If the confidence interval range is below the state average, the hospital's rate is significantly lower than the state average. If the confidence interval range is above the state average, the hospital's rate is significantly higher than the state average. If the state rate is within the hospital’s confidence interval, the hospital's rate is not significantly different from the state average.
- Expected Rate - The hospital's expected rate is calculated by applying a national average hospital rate to the hospital's case mix. This rate reflects an expectation of the hospital's mortality or utilization rates if it had performed at the level of the national average.
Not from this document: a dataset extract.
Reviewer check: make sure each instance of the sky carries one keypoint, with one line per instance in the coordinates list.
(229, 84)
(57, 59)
- Metropolitan Statistical Area (MSA) - Geographic area consisting of a large population city together with nearby communities that are linked with the city.
- Observed Rate - The number of reported events, such as the number of complications or deaths, for the heart surgery indicator, divided by the total number of patients who could have had the event. Observed rates are simple measures of performance. When compared to the risk-adjusted rates, the effect of patient case mix on that hospital's performance can be seen.
- Risk-adjusted rate - Adjustments made to the THCIC data based on patient characteristics such as age, gender and medical codes (diagnostic groups) for a specific condition or procedure. The risk-adjusted rate is the best guess of what the hospital's rates would have been if the hospital had a mix of patients identical to a national-average patient mix for the year.
Hospitals with significantly lower risk-adjusted mortality or complication rates than observed rates may have a more complex patient case mix. Hospitals with significantly higher risk-adjusted rates than observed rates may have a less complex patient case mix.